LM324 is a perfectly good replacement. What I've seen of those Boss pedals is they do not have reverse polarity power protection. Someone touching a battery on the snap the wrong way around can fry one or more of the chips.


StephenGiles

I think that the EH Riddle uses a quad opamp in the LM29xx series.
"I want my meat burned, like St Joan. Bring me pickles and vicious mustards to pierce the tongue like Cardigan's Lancers.".

PRR

> all outputs near the rails

You don't say you checked Vref or the input pin voltages. Depending on bias, a Vref failure sure could throw all outputs high.

> LM2902 ..grouped in with LM324, the main differences I can see are max supply voltage and operating temp

Yes, classic LM2902 can still be found.

LM2902 and LM324 are the "same" chip.
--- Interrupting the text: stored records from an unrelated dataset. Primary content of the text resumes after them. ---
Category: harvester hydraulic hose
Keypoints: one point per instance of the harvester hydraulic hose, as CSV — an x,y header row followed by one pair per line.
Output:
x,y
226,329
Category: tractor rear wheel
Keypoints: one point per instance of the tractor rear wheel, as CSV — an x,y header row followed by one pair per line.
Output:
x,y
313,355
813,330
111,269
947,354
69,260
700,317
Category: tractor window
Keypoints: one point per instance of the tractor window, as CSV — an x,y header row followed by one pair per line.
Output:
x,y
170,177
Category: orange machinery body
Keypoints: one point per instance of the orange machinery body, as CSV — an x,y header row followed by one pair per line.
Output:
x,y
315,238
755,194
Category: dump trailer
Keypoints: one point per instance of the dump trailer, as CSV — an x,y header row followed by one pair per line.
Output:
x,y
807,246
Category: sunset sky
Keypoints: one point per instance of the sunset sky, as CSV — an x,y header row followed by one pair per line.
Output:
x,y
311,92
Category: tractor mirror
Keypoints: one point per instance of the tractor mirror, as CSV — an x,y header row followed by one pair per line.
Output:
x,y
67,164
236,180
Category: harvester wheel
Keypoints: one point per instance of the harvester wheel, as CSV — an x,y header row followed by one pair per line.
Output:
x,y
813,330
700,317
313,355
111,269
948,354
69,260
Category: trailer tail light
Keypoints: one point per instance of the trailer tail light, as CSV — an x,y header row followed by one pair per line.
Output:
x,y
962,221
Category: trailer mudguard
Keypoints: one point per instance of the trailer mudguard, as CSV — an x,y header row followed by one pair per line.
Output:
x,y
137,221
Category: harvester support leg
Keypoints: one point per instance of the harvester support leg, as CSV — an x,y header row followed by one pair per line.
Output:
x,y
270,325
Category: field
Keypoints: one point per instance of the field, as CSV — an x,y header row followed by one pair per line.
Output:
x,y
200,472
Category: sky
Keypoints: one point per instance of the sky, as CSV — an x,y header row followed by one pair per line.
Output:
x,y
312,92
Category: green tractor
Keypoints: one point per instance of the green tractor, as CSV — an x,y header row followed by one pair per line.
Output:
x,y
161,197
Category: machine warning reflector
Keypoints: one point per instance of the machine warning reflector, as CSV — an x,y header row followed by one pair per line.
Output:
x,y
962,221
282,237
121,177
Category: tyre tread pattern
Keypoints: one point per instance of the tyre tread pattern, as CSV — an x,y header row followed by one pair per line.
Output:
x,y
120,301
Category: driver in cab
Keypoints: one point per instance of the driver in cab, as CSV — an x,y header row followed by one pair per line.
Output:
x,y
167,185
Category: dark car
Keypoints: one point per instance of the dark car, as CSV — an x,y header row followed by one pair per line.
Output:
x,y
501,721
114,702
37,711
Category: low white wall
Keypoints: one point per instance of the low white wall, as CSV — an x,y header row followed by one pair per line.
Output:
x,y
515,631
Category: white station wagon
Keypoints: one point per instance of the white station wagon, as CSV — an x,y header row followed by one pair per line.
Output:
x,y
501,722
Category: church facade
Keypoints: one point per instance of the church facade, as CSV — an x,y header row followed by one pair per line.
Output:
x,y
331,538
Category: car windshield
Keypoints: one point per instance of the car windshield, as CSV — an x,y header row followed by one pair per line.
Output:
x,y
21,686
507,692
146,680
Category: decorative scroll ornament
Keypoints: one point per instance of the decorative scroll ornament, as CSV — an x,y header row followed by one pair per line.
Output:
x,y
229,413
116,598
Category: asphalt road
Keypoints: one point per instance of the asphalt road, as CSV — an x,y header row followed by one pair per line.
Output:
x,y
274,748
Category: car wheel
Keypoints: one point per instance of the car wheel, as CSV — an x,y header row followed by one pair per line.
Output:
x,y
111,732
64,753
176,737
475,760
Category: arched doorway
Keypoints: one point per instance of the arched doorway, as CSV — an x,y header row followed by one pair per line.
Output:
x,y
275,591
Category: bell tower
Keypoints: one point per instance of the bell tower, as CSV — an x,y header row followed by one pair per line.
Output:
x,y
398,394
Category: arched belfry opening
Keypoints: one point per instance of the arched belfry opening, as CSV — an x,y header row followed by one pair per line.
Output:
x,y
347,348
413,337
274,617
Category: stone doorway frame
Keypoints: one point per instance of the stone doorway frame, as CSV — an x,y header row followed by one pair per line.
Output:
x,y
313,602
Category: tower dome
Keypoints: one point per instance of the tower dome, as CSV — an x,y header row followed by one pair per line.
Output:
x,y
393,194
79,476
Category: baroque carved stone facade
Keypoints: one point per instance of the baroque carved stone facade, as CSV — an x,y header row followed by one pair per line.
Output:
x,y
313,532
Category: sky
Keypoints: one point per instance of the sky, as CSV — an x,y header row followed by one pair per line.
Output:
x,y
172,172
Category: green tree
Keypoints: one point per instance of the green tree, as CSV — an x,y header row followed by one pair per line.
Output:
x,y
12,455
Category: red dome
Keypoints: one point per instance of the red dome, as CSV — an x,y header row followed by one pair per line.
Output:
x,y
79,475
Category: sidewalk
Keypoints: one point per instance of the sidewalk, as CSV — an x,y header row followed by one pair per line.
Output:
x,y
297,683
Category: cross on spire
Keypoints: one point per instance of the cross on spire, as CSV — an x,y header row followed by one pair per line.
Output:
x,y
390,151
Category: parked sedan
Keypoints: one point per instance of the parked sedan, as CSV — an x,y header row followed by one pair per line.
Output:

First digit is traditionally:

1- Military (very wide temp, very tight spec)
2- Industrial (wide temp, tight spec)
3- Commercial (shirtsleeve temp, reasonable spec)

The LM324 is not sexy and was not sold into Military markets. So I've only seen the 3__ grade (and a listing for a LM124, but maybe not really available).

A particular application is Automotive. This needs nearly full Industrial Temp range, but without tight specs, and no need for full 40V breakdown, 12V-15V ought to be fine. A '2902 is a '324 die in industrial plastic and a slightly reduced voltage rating to cover extreme temps without costly processing.

I think at one time the '2902 was cheaper than '324, leftovers from some automotive many-millions production. That may be why 9V pedals used '2902. (Not because they expected to play in sub-sub-Zero temperatures, like your car engine might face.)